The global benchmark reached its highest cost per barrel since March on Thursday morning, predominantly off the back of vaccine progress for Covid-19.
However Professor Alex Kemp, a petroleum economist at Aberdeen University, said “it all remains to be done” and risks hang in the air on whether $50 will be for the long-term.
“If $50 were sustained it would significantly help the cash flows of the industry, compared to $40. There’s quite a bit of difference”, he said.
“But I would suggest that for investment in new field developments, the licensees would want to be more confident that the $50 will be maintained.
“They’ve been hit quite a lot over the last few years by the price coming up to $50 and $60 and then coming right down again.
“So I think for long-term big investments, the licensees would like more evidence that these prices are going to be maintained.”
A number of North Sea projects have seen their sanction dates, or first production dates, kicked into the long-term in recent months as a result of the virus and oil price uncertainty.
A recent OPEC+ agreement and questions over the use of oil as the climate change debate rages on both helped drive up the price, according to the professor.
But the immediate driver was the vaccine news, with the first inoculations being rolled out in the UK this week.
The chance of lockdowns therefore lifting and the return of travel means demand for aviation fuel, petrol, diesel and conventional fuels could all increase.
However the market makers are taking an “optimistic view”, he said, and there’s still all the work to be done.
Professor Kemp added: “Looking ahead, there’s still uncertainty on world demand because although the vaccines have brought a considerable amount of optimism, it all remains to be done.
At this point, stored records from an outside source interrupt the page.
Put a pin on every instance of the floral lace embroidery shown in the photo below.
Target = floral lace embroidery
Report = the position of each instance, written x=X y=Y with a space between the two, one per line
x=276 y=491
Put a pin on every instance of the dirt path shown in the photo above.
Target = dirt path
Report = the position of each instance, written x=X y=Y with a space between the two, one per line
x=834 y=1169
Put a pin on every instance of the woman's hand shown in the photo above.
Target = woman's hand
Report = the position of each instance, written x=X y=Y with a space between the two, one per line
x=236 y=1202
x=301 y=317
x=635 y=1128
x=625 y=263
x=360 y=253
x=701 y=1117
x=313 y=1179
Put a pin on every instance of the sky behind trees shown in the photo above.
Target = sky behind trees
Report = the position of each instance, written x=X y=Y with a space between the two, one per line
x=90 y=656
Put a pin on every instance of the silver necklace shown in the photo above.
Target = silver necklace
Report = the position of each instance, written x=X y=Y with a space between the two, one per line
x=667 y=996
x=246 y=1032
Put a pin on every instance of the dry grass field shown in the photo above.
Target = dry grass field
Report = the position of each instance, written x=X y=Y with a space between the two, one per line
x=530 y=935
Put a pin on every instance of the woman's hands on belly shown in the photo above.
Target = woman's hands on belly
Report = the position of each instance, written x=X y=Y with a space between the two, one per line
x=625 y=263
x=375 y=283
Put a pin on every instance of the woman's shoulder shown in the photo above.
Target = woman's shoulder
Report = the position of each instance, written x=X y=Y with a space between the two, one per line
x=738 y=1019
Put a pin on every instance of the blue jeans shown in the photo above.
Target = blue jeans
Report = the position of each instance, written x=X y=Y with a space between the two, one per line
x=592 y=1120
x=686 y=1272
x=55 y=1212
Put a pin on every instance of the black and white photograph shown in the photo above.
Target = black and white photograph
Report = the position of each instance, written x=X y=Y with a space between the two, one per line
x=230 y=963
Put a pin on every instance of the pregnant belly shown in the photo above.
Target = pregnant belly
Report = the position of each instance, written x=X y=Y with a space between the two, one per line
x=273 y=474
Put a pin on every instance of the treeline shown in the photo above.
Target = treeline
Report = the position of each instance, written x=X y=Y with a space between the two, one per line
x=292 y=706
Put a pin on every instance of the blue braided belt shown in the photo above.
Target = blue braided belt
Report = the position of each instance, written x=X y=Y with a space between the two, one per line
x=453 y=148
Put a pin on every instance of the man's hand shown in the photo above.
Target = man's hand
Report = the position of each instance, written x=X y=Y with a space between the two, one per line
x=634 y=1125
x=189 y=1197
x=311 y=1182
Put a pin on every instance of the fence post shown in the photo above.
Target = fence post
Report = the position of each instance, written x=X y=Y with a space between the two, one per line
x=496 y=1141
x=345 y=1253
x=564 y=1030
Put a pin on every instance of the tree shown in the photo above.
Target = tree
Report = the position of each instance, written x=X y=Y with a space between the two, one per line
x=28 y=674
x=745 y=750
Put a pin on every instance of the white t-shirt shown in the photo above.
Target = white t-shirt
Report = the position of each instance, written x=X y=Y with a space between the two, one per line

Of course, the numbers of people contracting the virus are still very high and, generally, increasing.
“So I would say that, although $50 has been reached on the basis of optimism on world demand, and OPEC+ will be active in controlling their own production, nevertheless we can’t be sure that this will mean the market will be in any ways buoyant.”
Ross Dornan, market intelligence manager at trade body Oil and Gas UK, said the price movement is positive, but the industry is not out of the woods yet.
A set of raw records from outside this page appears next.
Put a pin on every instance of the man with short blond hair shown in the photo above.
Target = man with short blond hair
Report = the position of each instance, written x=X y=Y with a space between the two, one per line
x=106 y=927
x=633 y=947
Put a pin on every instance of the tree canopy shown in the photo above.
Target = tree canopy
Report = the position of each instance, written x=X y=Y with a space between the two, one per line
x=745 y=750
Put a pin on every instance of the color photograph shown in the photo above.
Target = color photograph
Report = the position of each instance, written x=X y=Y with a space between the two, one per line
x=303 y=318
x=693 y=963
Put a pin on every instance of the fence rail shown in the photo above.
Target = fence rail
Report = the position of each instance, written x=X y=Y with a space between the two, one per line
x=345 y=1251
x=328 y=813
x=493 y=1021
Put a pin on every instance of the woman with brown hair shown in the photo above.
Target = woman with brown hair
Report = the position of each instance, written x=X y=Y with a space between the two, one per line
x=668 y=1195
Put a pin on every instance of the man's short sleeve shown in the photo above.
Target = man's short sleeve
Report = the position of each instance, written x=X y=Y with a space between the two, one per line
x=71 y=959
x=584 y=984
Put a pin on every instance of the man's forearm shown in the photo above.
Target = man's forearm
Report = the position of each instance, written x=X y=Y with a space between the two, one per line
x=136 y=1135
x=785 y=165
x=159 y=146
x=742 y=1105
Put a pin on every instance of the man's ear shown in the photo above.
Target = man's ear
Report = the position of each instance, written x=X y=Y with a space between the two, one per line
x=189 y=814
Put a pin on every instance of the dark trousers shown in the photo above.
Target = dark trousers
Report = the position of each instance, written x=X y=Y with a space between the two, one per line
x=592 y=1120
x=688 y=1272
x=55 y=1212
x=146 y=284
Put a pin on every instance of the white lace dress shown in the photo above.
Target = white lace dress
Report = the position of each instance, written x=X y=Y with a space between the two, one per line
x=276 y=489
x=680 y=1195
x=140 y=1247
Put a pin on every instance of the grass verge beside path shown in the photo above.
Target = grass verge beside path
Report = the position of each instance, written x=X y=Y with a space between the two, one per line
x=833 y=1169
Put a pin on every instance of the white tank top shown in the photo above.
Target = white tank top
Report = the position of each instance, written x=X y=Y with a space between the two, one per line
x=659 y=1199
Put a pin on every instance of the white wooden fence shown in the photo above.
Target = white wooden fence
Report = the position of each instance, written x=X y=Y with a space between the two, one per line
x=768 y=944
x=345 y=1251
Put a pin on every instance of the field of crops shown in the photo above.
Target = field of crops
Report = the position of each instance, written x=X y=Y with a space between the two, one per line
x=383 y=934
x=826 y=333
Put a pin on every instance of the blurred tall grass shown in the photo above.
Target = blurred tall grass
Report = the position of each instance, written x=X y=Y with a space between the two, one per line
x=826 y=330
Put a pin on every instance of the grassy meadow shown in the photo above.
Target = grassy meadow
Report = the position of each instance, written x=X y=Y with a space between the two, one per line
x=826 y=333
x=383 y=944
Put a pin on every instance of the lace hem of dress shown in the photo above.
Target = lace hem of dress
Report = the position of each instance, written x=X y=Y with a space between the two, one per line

“Times remain extremely tough for the industry and while it’s encouraging to see prices move in the right direction, companies will likely remain cautious on their near-term spending plans”, he said.
“It will take time and a sustained response in price to increase confidence levels with investors.
“The industry’s recently achieved improvements in efficiency and productivity will help it on the slow road to recovery but at a time when our sector is positioning itself to support the move to net zero, any longer-term challenges will still require joined up action from government, industry and regulators.”
Wild Gains Ride
The sentiment was echoed by Norwegian analyst firm Rystad Energy, describing any short-term rise in demand as “anything but given”.
Nevertheless, the vaccine optimism has taken Brent on a “wild gains ride”, according to senior oil markets analyst Paolo Rodriguez-Masiu, and is on track to end the week above the “major psychological threshold” of $50 per barrel.
Current prices reflect a market that “completely ignores the fragillity” of the short-term, which will continue to be oversupplied through Q1 2021, as traders look to the eventual “back-to-normal” once vaccines are fully deployed.
Ms Rodriguez-Masiu said: “A correction could be across the corner once the consequences of winter’s lockdown are more evident, possibly in further stocks build and real-time traffic data that will hint the hit road fuels are currently getting.
“Nevertheless, the very fact that prices broke the 50-dollar ceiling this week is positive for the market.”